Le canton de Vaud vient de commander un rapport à la fiduciaire Atag Ernst & Young concernant les « processus du Revenu minimum de réinsertion (RMR) et de l’Aide sociale vaudoise des Centres sociaux régionaux (CSR) ». Les CSR ont été mis en place dès 1996 dans le cadre de la régionalisation de l’action sociale vaudoise ; le RMR, quant à lui, a été introduit au 1er juillet 1997, avatar de trois projets proposés par trois conseillers d’État successifs entre 1993 et 1996.
Atag Ernst & Young a déjà réalisé début 1999 une étude d’évaluation des Offices régionaux de placement : elle s’occupe désormais des CSR. Dans les deux cas, on se demande ce qu’ont coûté ces études, si elles ont été décidées par le législatif et, surtout, pourquoi et avec quel but on a fait appel à des consultants de cette sorte pour les réaliser, alors même qu’ils ne sont pas spécialistes de ces domaines.
Confidentialité contre démocratie
Ce rapport sur les CSR est confidentiel, comme l’est d’ailleurs le premier rapport intermédiaire d’évaluation du RMR d’octobre 1998 (prof. Cunha) : confidence pour confidence, ces deux rapports font, pour une partie de leurs remarques, double emploi.
Pourquoi cette confidentialité ? Il ne s’agit pas de secrets d’État. Mais la confidentialité permet les manœuvres politiques, comme celles du Conseil d’État genevois, qui n’a rendu public le rapport d’évaluation du Revenu minimum cantonal d’aide sociale que fin mars 1999, alors que ce rapport était terminé dès janvier 1997 : le Conseil d’État genevois a préféré le garder à l’ombre jusqu’à ce que ses résultats soient, comme il le dit lui-même, dépassés ; c’est une manière de concevoir la politique.
Réinventer la roue
Le rapport sur les CSR a pour but d’élaborer un modèle et de proposer des « mesures d’amélioration des structures et des processus de production pour développer une vision optimale » (!). Différentes mesures sont avancées par les « experts ». Outre une disposition concernant l’informatique, la première mesure serait que l’État définisse sa stratégie sociale, en 4 à 6 séances sur 6 mois avec 10 à 12 personnes choisies (mesure proposée, pour qu’on la comprenne bien, à quatre reprises dans les 27 pages du rapport). Le Conseil d’État vaudois a déjà eu une idée de ce type en 1997, lorsqu’il a demandé à quelques professeurs de l’aider à penser sa politique, y compris sa politique sociale, jusqu’en l’an 2000 ; le rapport, rendu, a été aussitôt oublié.
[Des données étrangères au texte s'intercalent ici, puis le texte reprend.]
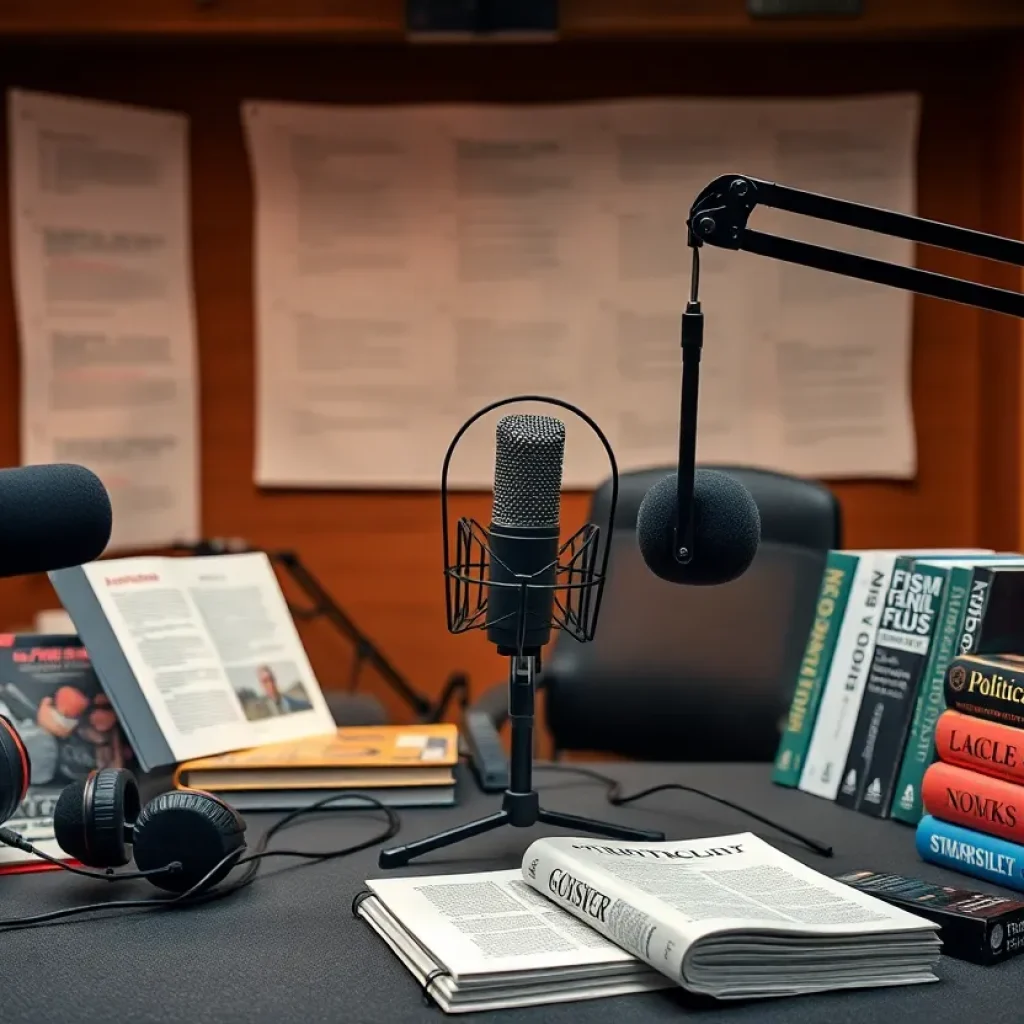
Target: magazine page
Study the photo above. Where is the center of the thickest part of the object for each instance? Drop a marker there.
(657, 899)
(212, 647)
(51, 695)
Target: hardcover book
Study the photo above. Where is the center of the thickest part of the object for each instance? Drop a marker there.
(989, 687)
(976, 927)
(994, 621)
(920, 751)
(906, 626)
(975, 853)
(977, 744)
(847, 677)
(837, 583)
(399, 765)
(977, 802)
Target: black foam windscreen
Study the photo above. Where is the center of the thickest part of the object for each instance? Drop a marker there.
(528, 455)
(53, 516)
(726, 529)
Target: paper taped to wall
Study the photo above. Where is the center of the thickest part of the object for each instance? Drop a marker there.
(103, 295)
(414, 263)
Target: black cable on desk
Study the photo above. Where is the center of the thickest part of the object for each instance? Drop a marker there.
(614, 797)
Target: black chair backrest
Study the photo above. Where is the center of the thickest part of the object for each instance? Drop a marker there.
(695, 673)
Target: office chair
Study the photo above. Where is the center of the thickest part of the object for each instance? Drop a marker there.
(692, 673)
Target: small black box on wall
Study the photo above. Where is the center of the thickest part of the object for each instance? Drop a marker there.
(481, 17)
(804, 8)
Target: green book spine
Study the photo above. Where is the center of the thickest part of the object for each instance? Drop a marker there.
(833, 597)
(920, 751)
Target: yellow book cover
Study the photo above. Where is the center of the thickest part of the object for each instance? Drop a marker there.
(355, 756)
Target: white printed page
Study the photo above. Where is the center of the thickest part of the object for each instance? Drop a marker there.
(103, 296)
(415, 263)
(493, 923)
(213, 649)
(841, 348)
(656, 899)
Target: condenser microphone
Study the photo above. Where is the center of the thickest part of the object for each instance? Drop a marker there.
(51, 517)
(524, 530)
(696, 526)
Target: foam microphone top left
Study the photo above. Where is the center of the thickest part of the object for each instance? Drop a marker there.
(51, 517)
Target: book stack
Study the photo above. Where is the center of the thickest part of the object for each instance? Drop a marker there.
(868, 692)
(398, 765)
(974, 794)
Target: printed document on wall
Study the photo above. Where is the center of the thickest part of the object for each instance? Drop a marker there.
(101, 260)
(414, 264)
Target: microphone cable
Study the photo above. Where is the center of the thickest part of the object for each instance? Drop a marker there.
(199, 893)
(614, 796)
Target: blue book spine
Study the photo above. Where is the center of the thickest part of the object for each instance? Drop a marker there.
(971, 853)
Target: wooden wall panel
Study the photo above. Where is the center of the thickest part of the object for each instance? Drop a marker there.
(355, 19)
(380, 553)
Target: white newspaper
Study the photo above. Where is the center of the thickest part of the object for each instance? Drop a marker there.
(729, 916)
(199, 655)
(415, 263)
(101, 256)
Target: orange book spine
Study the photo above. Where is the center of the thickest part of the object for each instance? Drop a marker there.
(991, 748)
(974, 801)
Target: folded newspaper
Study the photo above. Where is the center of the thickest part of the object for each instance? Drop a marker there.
(729, 918)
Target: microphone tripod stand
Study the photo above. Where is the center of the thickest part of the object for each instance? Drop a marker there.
(477, 582)
(520, 803)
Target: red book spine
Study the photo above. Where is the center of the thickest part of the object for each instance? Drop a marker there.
(991, 748)
(974, 801)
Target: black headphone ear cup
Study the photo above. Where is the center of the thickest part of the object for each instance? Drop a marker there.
(15, 770)
(195, 828)
(90, 817)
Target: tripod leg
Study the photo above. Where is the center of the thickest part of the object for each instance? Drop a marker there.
(398, 856)
(576, 823)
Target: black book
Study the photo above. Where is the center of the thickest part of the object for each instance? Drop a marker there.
(994, 620)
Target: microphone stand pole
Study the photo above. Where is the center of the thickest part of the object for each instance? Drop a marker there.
(520, 803)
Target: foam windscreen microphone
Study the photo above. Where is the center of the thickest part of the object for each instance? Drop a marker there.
(696, 526)
(51, 517)
(524, 529)
(726, 529)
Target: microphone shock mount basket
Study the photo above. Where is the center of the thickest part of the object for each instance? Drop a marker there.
(577, 600)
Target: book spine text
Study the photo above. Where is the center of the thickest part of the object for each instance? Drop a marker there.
(976, 802)
(989, 748)
(971, 853)
(987, 689)
(931, 702)
(833, 597)
(906, 625)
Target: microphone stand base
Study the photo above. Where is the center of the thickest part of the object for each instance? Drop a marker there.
(519, 810)
(520, 803)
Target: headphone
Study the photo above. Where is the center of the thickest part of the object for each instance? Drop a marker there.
(179, 840)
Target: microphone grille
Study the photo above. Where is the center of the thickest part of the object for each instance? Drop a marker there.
(528, 458)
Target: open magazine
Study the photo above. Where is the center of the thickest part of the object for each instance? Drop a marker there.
(198, 655)
(729, 918)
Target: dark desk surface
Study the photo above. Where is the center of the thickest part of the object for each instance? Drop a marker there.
(288, 949)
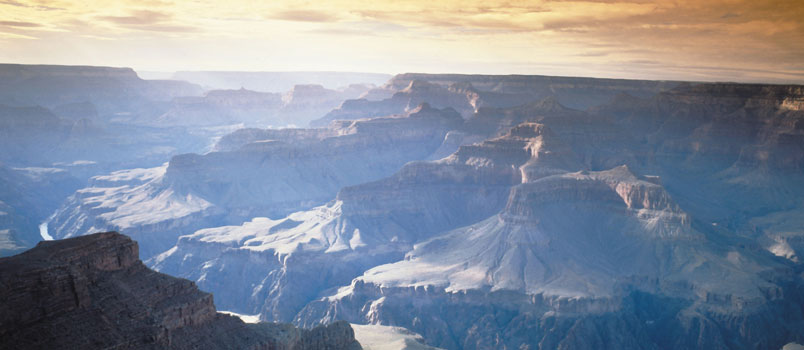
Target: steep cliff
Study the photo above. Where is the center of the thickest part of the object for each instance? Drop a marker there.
(94, 292)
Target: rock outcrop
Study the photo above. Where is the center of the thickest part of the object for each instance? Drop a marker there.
(94, 292)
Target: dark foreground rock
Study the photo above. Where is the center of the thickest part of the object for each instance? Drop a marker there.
(93, 292)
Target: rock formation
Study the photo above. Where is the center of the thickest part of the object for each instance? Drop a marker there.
(94, 292)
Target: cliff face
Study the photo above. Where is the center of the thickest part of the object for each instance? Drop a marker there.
(469, 93)
(112, 90)
(94, 292)
(668, 218)
(268, 177)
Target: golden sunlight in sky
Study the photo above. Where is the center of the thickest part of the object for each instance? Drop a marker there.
(684, 39)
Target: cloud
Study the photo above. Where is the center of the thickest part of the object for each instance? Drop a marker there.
(19, 24)
(147, 20)
(304, 16)
(138, 18)
(37, 6)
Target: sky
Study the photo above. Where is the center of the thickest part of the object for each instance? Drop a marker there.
(701, 40)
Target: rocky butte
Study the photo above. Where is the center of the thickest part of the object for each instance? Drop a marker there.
(93, 292)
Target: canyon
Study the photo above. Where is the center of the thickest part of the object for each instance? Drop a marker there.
(475, 211)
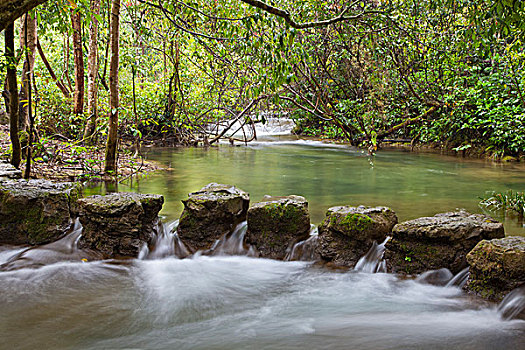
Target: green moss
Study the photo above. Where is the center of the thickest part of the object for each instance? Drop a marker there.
(355, 222)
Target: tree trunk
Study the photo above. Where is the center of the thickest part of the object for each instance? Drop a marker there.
(59, 82)
(78, 96)
(13, 94)
(111, 145)
(92, 73)
(29, 64)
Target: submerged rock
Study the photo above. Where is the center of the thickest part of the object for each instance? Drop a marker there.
(9, 172)
(210, 213)
(496, 267)
(119, 224)
(443, 240)
(275, 224)
(36, 211)
(347, 233)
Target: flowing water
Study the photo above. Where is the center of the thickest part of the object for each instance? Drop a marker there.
(55, 297)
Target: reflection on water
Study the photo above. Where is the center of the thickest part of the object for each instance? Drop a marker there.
(238, 303)
(412, 184)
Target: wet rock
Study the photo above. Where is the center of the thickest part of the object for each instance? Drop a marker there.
(435, 277)
(7, 171)
(36, 211)
(497, 266)
(210, 213)
(347, 233)
(275, 224)
(119, 224)
(443, 240)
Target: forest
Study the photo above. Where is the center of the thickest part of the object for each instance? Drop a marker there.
(98, 76)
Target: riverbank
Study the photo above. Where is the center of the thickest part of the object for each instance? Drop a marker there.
(55, 159)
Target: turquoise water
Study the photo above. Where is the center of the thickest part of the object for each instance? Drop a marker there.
(412, 184)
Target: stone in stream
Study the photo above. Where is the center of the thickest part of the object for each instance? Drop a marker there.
(210, 213)
(36, 211)
(275, 224)
(119, 224)
(443, 240)
(347, 233)
(9, 172)
(496, 267)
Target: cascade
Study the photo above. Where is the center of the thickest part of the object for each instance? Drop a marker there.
(372, 261)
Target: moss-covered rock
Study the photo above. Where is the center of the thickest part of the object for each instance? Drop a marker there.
(347, 232)
(496, 267)
(119, 224)
(36, 211)
(440, 241)
(9, 172)
(275, 224)
(210, 213)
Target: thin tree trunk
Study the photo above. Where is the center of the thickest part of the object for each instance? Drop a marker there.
(29, 99)
(59, 82)
(13, 94)
(92, 73)
(78, 96)
(111, 145)
(28, 40)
La démocratie ne voudrait-elle pas que ce soit le législateur qui s’occupe de définir la politique de l’État et non un panel de personnes choisies ?
Une autre mesure proposée par Atag Ernst & Young est de fusionner les régimes de l’aide sociale vaudoise (ASV) et du RMR. Belle idée ! Il faut cependant rappeler qu’en septembre 1997 déjà le Conseil d’État a remis un rapport au Grand conseil qui contenait une mesure allant beaucoup plus loin, visant au moins une harmonisation ou, mieux encore, une intégration de toutes les aides individuelles cantonales, y compris les bourses d’études et d’apprentissage ; en outre, le député socialiste Gottraux a déposé au Grand conseil en 1998 une motion demandant la fusion des deux régimes ASV et RMR. Les consultants suivent-ils les débats du Grand conseil ?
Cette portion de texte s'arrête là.